WAIVER OF FARM LOAN IS A BURDEN ON ECONOMY

WAIVER OF FARM LOAN IS A BURDEN ON ECONOMY

BE/RBI NOTE/25/2018  

It is well known that a number of states have waived off farm loans after the 2014 General Elections in 2014.  The grey areas here as per RBI report are:

  1. The burden on farmers and their families have obviously reduced
  2. But the benefits to the overall economy through higher investments in agriculture and improved productivity, has not shown any positive effect.
  3. Farm productivity enhancement through pecuniary incentives like debt waivers is unproven and the higher fiscal deficits in future may not be offset by higher GDP gains

Effect of Loan Waiver:

  • Farm loan waivers have become the fulcrum point of discussion on policy making circles.
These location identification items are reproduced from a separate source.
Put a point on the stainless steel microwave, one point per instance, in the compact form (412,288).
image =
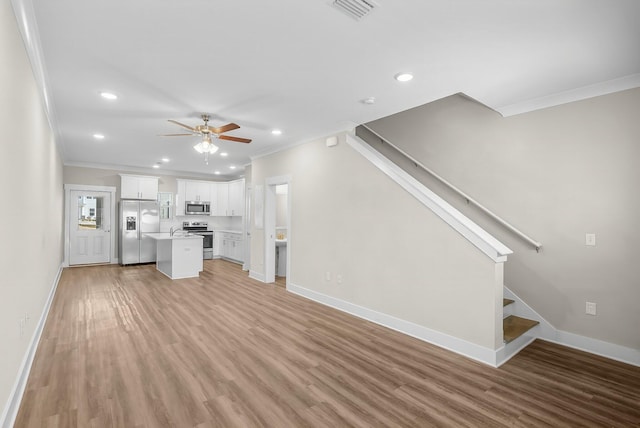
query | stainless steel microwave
(197,208)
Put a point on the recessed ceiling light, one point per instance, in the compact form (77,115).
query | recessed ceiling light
(403,77)
(108,95)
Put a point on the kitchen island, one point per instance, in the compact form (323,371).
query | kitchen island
(179,255)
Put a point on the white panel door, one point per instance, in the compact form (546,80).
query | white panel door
(89,227)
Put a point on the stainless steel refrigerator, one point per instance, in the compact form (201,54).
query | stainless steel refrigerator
(136,219)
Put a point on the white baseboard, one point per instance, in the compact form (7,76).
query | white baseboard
(454,344)
(15,397)
(583,343)
(258,276)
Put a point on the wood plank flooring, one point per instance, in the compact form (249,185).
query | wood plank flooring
(127,347)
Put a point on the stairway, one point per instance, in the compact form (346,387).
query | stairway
(514,326)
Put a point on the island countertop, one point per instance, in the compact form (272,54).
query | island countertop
(178,256)
(166,235)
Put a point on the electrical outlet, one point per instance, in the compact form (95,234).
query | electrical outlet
(590,239)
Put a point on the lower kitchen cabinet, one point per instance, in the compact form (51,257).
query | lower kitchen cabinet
(231,246)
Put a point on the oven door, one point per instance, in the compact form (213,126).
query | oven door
(207,242)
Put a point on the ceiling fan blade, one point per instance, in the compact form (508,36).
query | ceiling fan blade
(236,139)
(226,128)
(183,125)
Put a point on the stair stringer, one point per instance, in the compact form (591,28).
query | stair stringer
(544,330)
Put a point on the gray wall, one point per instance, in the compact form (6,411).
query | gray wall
(556,174)
(394,255)
(31,212)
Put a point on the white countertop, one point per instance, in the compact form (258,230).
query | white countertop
(159,236)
We also observe that almost all States are going for the populist measure to attract their voters.
  • Banks have been spared of the burden of writing off of loans but the burden has fallen on state Governments who have to fund the liabilities through market borrowings.
  • It is seen that the total debt waiver granted during FY18 amounted to 0.32% of India’s GDP as per revised estimates.  The total debt waivers are budgeted at 0.2%of GDP in FY19.

Contribution To Fiscal Deficit Of States

  • Also, the FY19 budget estimates read that the states have allocated between 0.1% to 0.8% of the respective state domestic product to loan waivers, which ranges between 2.0% to 2.98% of their budgeted gross fiscal deficit.
  • The stress on States is because of the waiver of Farm Loans since 2014.
  • Though the farmers benefit from the waivers, it becomes a challenge for policy makers as it could fuel inflation.

Concerns:

  1. If the waivers are not targeted efficiently in addition to the productivity issues, the possibility of these waivers contributing to inflationary pressures via higher fiscal deficits is a great concern adds the report.
  2. Farm productivity enhancement through pecuniary incentives like debt waivers is not justified the report further adds.
  3. The use of 68% of available financial resources, in the form of gross domestic households’ financial savings of the gross GDP in FY 17 has been used to fund the deficits.
  4. External debt sustainability has emerged as a corporate sector risk in view of the recent appreciation of the US dollar and US dollar funding gaps.